BEYOND THE NUMBERS
California policymakers have proposed ways to bolster the stock of affordable housing and help voucher holders access higher-opportunity neighborhoods — steps that will help struggling families contribute more fully to the economy and position the state for longer-term, more broadly shared prosperity.
Governor Jerry Brown’s May budget revision, for example, includes a $2 billion bond bill to reduce chronic homelessness among people living with mental illness, and the state would use an existing high-income tax surcharge dedicated to mental health services to repay the bond.
State Senator Mark Leno has proposed a bill to amend the state’s current fair housing law to clarify that landlords cannot discriminate against renters who use housing vouchers to help pay the rent.
This change would make it easier for struggling families to use vouchers and move to better neighborhoods.
Affordable housing is critical in California, where nearly 1.6 million of the state’s 4.1 million low-income renter households pay more than half their income for rent, Census data show, leaving little for other needs like child care, transportation, or education.
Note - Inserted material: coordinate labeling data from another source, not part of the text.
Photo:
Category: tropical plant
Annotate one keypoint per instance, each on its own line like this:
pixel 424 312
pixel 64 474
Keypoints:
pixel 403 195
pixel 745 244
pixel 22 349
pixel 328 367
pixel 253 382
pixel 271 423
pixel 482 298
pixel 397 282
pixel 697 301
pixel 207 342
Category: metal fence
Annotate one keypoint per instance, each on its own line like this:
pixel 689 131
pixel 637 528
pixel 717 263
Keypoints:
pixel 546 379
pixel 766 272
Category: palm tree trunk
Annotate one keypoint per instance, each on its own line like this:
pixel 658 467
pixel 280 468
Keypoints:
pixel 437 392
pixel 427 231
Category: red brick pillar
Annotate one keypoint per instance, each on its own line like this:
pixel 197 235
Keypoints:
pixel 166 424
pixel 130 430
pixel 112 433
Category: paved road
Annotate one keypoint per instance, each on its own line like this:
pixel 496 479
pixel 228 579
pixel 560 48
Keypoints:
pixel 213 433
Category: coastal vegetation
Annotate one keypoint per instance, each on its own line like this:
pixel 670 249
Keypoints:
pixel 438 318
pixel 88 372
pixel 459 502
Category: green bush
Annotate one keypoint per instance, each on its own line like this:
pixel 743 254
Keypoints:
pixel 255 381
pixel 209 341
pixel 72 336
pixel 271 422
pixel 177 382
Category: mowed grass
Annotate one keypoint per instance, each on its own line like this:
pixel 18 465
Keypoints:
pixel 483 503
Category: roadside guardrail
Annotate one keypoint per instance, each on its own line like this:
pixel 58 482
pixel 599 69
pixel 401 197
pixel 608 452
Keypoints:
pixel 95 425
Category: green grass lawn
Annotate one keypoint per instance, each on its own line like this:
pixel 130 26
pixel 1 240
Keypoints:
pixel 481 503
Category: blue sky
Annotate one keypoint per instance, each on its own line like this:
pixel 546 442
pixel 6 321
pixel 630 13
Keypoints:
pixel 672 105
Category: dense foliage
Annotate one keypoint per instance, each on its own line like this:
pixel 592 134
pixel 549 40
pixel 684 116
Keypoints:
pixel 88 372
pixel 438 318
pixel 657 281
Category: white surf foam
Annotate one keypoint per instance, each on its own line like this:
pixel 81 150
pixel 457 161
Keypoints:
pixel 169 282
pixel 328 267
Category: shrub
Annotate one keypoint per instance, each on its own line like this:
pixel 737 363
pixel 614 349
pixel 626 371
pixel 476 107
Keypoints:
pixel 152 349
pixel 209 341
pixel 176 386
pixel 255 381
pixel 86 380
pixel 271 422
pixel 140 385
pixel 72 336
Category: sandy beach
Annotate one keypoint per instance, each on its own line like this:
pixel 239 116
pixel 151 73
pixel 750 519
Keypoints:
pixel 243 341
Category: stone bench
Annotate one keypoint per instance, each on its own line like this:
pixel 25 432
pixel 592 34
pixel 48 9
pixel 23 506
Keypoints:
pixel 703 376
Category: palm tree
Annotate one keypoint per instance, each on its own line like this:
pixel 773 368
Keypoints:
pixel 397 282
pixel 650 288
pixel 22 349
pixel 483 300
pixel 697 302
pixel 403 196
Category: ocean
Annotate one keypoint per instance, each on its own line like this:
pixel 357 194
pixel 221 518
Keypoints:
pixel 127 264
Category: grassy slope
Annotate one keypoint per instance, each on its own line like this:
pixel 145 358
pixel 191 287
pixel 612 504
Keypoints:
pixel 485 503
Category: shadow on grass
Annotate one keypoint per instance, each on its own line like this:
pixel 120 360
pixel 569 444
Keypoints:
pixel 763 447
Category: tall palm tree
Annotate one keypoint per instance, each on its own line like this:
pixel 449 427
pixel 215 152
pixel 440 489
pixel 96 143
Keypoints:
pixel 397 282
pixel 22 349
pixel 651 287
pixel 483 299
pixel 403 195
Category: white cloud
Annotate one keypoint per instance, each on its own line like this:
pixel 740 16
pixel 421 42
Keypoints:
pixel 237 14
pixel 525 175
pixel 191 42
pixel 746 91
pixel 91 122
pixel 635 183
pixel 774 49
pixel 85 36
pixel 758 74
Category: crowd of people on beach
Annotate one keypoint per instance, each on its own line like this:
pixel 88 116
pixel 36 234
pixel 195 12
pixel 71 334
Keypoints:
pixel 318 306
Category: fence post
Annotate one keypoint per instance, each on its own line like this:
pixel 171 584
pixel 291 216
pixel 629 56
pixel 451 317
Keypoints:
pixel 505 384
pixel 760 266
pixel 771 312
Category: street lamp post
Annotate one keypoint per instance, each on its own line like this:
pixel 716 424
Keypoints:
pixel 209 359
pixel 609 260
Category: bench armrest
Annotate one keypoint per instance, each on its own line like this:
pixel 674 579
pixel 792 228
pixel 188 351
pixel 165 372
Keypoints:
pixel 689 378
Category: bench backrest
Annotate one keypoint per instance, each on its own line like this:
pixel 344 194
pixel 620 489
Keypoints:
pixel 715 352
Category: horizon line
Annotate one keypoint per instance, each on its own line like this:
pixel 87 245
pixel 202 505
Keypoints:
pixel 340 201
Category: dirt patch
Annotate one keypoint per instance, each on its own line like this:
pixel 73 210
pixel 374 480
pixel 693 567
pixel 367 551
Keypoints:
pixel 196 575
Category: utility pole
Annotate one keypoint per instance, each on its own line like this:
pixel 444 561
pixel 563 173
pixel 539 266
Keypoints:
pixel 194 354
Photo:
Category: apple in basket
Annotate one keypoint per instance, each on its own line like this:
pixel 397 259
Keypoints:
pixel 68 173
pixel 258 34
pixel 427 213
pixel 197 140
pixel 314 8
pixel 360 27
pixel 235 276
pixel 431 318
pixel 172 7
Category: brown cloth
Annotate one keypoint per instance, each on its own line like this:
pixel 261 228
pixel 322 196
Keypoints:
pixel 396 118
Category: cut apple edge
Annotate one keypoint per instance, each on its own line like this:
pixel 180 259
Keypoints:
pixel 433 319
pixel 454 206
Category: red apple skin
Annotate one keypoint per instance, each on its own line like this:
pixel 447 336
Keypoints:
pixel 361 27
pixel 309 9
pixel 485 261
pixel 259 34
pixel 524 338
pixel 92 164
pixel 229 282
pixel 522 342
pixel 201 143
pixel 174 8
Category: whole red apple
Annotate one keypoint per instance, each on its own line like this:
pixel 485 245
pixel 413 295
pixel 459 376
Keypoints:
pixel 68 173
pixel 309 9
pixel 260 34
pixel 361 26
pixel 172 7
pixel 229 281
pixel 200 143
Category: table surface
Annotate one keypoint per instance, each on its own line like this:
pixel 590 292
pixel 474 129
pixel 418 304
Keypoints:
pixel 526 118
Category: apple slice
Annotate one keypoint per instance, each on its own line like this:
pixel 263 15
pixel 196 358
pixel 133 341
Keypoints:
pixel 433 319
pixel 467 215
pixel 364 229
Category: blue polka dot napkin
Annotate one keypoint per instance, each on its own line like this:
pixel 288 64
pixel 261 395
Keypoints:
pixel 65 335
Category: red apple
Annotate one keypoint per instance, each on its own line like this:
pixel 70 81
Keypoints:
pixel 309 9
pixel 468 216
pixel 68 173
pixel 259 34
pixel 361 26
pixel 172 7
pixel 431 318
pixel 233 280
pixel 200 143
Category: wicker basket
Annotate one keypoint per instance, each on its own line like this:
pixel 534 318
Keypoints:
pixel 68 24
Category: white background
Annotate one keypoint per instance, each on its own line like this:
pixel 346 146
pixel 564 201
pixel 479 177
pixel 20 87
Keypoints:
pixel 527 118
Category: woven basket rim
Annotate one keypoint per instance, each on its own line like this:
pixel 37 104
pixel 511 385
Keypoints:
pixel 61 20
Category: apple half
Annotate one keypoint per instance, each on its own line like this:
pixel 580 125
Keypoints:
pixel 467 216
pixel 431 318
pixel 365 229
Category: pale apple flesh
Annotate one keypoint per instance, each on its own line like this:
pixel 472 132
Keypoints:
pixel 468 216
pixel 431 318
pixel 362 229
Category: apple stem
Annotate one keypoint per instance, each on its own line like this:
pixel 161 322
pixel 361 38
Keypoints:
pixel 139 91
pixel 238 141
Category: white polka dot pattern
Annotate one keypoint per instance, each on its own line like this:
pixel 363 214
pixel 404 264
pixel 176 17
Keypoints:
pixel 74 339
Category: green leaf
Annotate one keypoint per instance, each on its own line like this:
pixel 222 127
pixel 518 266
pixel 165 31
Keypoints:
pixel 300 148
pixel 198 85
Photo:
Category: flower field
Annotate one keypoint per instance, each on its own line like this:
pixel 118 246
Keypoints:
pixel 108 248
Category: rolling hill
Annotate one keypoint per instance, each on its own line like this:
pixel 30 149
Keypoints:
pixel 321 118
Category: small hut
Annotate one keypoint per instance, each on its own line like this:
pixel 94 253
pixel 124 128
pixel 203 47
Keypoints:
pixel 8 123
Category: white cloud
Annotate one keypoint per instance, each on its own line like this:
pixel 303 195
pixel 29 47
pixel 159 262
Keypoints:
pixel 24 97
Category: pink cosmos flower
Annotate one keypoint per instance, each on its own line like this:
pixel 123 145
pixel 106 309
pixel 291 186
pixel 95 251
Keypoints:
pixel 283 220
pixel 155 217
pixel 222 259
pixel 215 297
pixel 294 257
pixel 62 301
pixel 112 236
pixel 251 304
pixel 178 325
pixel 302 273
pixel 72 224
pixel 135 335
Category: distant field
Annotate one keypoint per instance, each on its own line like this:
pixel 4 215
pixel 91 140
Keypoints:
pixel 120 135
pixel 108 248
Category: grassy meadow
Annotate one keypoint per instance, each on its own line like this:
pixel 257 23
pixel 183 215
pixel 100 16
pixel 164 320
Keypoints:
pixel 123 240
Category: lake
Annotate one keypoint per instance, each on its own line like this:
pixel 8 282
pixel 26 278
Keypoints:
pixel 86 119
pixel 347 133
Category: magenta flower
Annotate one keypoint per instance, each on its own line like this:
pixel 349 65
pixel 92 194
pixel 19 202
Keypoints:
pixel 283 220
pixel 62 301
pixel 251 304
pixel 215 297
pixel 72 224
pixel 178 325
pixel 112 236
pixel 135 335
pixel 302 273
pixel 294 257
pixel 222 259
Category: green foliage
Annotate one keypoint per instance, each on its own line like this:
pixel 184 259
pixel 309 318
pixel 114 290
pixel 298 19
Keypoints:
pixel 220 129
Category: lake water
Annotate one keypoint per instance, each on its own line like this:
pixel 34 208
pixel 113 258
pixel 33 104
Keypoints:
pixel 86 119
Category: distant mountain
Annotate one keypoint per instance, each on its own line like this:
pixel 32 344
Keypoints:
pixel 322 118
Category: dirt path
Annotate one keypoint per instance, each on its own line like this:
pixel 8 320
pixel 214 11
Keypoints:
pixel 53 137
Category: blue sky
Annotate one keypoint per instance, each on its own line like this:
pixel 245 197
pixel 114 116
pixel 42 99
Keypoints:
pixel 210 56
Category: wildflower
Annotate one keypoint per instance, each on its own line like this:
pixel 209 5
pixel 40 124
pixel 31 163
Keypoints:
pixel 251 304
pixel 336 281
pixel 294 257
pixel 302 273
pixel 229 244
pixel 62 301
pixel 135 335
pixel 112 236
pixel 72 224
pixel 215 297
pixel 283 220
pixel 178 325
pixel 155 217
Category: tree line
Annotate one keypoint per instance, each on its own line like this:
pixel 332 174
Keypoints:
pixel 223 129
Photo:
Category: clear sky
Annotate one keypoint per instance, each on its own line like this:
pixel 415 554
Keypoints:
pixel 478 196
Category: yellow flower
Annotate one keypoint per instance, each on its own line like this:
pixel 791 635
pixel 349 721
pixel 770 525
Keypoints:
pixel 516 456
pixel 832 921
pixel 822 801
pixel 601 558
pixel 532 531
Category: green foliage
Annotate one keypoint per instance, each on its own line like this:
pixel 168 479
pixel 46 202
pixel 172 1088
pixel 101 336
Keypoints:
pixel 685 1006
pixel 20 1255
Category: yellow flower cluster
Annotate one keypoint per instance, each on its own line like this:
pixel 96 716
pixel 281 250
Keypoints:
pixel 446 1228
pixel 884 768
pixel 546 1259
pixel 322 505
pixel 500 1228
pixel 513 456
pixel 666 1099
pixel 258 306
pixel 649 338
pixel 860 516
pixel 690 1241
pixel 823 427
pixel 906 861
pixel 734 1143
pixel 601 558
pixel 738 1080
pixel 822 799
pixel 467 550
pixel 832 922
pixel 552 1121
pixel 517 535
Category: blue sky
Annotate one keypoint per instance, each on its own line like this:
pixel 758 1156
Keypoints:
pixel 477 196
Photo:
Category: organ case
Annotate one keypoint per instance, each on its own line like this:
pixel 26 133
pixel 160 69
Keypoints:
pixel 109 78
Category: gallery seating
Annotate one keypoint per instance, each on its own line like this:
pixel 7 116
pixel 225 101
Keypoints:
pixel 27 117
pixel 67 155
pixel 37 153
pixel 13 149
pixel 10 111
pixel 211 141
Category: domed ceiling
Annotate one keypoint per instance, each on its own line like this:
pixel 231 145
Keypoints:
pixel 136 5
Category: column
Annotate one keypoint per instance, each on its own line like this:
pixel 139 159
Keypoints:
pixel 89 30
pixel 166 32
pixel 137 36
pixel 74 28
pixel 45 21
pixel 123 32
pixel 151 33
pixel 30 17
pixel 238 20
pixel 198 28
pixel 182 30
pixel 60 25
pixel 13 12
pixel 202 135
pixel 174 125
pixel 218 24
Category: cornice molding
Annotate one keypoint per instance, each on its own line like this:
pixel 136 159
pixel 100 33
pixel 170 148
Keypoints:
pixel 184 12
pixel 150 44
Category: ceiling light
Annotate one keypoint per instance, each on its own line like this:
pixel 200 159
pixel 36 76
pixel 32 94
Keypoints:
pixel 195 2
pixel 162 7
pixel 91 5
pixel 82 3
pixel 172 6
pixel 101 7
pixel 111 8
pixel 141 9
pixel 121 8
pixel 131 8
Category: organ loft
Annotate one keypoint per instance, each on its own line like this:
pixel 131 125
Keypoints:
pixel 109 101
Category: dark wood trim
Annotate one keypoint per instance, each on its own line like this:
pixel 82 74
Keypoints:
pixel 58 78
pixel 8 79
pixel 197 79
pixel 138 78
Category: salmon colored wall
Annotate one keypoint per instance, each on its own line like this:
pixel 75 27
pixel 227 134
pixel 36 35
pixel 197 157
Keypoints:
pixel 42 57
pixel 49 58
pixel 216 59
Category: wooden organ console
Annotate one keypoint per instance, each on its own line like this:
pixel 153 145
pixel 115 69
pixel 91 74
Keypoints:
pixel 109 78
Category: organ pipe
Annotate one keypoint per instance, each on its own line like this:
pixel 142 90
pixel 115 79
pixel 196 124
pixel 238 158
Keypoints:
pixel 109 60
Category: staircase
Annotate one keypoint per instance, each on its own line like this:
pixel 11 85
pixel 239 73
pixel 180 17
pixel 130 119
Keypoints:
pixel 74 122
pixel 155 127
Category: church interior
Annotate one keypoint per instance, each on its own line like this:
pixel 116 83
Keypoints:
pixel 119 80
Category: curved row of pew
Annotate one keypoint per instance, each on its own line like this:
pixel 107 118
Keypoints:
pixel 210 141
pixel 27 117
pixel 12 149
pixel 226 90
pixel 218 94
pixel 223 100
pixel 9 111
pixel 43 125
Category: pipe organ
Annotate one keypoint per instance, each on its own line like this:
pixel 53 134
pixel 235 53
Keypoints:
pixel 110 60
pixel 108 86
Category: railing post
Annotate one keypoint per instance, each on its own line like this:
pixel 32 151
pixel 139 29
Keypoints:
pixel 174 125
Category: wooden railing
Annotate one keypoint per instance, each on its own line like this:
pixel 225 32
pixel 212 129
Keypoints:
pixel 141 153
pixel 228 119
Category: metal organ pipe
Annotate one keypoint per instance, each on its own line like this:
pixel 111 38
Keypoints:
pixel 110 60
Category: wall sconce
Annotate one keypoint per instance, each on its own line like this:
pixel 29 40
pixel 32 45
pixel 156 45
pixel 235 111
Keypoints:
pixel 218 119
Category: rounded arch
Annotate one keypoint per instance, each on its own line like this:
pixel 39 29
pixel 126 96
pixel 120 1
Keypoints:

And recent research shows that poor children whose families can use vouchers to move from low- to high-opportunity neighborhoods are likelier as adults to earn more and attend college and less likely to be single parents (see chart).
These initiatives would further California’s earlier steps in recent years to invest in key services and grow its economy, showing that states can use forward-looking policy improvements to promote economic opportunity.